A law tutor at Oxford University, whose boyfriend died of epilepsy, looks set to win her 10-year battle to prove that hundreds of people die needlessly from the illness.
Jane Hanna has presented a hard-hitting report to Parliament about epilepsy deaths, which she produced with the support of eminent medical experts.
Her work is believed to have made history because it is thought to be the first time a national medical audit has been led by someone without clinical training.
Ms Hanna, a part-time tutor at Keble College, founded the charity Epilepsy Bereaved after the death of her barrister boyfriend Alan Pring, who died in 1990, aged 27, only five months after being diagnosed.
The report found that 59 per cent of deaths in children and 39 per cent of adult deaths from epilepsy were potentially avoidable. It said shortcomings in care and failure to warn patients of the risks were contributory factors. Epilepsy Bereaved is based at Ms Hanna's home in Charlton Road, Wantage.
She said it had taken a long struggle to alert the Government about an illness that is still mistakenly viewed as a benign condition. Epilepsy causes 1,000 deaths in the UK each year, more than the combined figures for cot deaths and Aids.

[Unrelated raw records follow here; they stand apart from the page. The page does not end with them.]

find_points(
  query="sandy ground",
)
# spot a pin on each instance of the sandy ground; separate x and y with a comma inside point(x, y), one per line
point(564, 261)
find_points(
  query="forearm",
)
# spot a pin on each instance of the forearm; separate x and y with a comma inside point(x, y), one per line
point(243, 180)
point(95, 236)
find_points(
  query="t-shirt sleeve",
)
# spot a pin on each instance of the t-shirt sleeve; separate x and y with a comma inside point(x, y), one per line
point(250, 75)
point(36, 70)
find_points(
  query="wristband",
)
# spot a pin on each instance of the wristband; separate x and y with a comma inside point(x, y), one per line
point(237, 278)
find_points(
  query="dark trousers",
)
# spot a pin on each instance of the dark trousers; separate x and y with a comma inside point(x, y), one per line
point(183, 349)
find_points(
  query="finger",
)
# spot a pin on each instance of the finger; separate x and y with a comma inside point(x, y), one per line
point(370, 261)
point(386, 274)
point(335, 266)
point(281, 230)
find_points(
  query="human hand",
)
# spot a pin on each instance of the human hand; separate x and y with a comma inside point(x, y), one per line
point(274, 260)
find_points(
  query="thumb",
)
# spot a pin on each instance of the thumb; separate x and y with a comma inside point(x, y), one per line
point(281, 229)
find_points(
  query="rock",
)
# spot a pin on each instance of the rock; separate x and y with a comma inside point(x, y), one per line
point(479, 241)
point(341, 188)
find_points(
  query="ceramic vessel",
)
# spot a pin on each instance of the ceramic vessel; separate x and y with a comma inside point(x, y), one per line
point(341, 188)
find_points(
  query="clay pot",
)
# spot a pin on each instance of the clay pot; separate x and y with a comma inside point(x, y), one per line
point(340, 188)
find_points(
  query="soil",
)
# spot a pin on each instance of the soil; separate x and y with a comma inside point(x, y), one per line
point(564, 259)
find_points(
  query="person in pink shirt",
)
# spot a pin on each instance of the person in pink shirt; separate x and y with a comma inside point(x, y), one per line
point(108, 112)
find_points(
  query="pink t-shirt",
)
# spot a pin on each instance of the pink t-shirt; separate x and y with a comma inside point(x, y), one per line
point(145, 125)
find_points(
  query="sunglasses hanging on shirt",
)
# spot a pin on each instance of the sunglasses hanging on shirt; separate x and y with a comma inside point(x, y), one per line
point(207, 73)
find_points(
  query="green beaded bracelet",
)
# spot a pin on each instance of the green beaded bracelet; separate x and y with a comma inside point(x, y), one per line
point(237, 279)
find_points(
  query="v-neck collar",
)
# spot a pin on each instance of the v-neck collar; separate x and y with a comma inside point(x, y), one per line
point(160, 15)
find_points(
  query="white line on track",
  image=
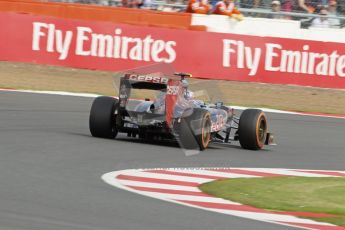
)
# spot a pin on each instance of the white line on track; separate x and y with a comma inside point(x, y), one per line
point(136, 180)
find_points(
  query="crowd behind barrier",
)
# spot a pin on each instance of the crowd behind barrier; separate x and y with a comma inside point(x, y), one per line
point(311, 13)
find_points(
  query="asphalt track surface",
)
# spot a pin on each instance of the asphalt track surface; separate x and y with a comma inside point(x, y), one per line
point(50, 168)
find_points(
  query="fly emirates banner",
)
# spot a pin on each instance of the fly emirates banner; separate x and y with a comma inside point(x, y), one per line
point(113, 47)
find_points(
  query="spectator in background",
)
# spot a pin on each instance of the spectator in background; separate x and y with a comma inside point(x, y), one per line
point(227, 7)
point(332, 11)
point(275, 7)
point(287, 6)
point(198, 7)
point(321, 22)
point(308, 6)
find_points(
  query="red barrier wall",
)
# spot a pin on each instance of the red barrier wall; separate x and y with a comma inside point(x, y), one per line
point(109, 46)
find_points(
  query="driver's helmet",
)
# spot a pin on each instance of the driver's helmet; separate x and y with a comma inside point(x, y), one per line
point(186, 92)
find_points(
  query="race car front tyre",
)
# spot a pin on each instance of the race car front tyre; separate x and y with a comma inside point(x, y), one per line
point(195, 130)
point(102, 118)
point(252, 129)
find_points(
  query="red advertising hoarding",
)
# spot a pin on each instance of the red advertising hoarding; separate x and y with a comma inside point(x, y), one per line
point(109, 46)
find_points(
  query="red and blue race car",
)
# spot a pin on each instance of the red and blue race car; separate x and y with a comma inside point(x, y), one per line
point(174, 114)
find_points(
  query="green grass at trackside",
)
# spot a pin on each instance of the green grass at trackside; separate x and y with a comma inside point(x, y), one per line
point(305, 194)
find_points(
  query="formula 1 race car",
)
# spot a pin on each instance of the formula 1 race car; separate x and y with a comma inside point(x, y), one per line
point(174, 114)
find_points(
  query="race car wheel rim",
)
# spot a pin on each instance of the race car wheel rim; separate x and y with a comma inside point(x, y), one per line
point(262, 129)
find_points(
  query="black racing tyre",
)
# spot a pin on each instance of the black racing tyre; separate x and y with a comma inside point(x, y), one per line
point(195, 130)
point(102, 118)
point(252, 129)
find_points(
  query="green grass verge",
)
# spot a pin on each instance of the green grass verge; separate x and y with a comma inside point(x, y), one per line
point(305, 194)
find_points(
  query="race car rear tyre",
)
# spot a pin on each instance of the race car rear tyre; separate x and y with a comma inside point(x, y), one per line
point(195, 130)
point(252, 129)
point(102, 118)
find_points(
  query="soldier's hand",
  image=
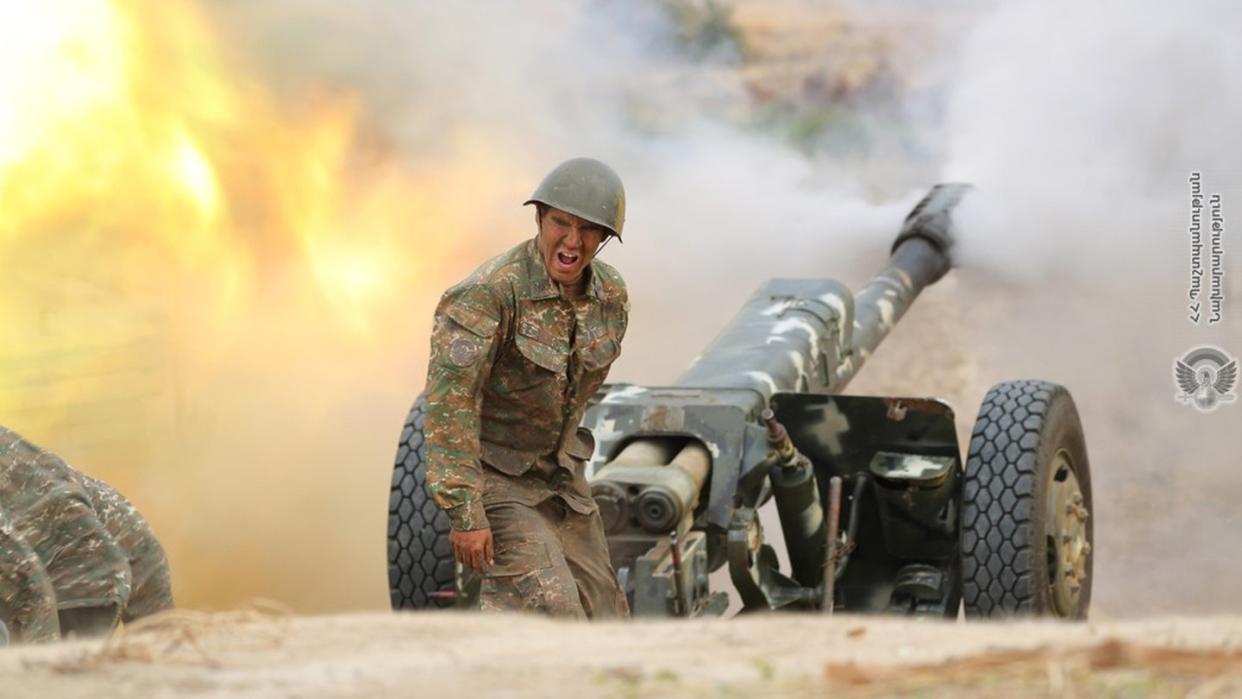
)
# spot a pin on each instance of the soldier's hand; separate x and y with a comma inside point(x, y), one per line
point(472, 548)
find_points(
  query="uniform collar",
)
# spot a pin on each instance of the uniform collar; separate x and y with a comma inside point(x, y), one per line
point(542, 287)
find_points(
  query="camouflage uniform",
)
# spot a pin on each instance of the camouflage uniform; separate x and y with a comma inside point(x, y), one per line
point(512, 366)
point(75, 555)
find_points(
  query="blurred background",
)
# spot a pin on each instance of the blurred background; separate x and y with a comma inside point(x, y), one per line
point(224, 226)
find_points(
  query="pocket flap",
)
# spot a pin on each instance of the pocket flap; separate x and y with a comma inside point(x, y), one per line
point(472, 319)
point(544, 355)
point(519, 559)
point(580, 445)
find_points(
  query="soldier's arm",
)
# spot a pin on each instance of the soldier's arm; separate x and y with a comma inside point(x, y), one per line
point(27, 601)
point(465, 340)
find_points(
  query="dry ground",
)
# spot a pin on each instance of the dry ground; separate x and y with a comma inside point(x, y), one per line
point(456, 654)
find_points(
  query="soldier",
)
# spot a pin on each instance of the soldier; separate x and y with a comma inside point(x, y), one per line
point(75, 555)
point(517, 350)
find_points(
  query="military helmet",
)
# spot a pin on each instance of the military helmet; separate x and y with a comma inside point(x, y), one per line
point(586, 188)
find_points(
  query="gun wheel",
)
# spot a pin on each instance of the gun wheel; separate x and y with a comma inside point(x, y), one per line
point(421, 565)
point(1026, 527)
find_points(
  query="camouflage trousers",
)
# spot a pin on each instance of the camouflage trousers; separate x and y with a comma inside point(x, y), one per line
point(553, 560)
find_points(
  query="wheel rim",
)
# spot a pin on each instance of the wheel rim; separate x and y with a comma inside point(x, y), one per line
point(1066, 532)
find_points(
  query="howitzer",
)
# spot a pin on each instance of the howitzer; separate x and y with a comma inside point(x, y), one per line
point(911, 527)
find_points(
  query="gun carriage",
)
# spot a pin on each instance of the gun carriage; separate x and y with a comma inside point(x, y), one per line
point(878, 508)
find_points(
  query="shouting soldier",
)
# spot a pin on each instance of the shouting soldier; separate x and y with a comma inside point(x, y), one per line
point(517, 350)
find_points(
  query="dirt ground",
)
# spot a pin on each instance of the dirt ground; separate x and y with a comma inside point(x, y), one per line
point(456, 654)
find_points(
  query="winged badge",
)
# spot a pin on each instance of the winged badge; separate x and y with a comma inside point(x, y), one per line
point(1206, 384)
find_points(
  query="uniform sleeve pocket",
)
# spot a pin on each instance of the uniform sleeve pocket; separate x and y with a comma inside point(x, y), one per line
point(542, 354)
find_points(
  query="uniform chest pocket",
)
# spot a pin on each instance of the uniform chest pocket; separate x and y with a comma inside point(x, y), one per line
point(600, 354)
point(543, 354)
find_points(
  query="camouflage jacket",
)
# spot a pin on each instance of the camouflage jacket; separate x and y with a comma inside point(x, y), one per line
point(68, 541)
point(512, 366)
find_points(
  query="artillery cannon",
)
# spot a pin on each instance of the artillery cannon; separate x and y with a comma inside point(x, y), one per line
point(877, 509)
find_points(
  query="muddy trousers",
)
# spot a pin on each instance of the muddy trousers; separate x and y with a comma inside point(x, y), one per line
point(553, 560)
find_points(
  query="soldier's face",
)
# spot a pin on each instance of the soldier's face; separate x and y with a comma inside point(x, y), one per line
point(568, 243)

Ms Hanna, 39, a Wantage town councillor, said: "This report is a call for action for the health service. Five Government reports identified inadequacies in epilepsy services, but they have all gathered dust.
"The four UK chief medical officers recognise that by taking action now, lives may be saved. But we want to be sure that this commitment from above will make improvements at the grass roots of health care."
The report's launch in London on Monday was attended by junior minister Stephen Twigg, whose mother died of epilepsy 10 years ago.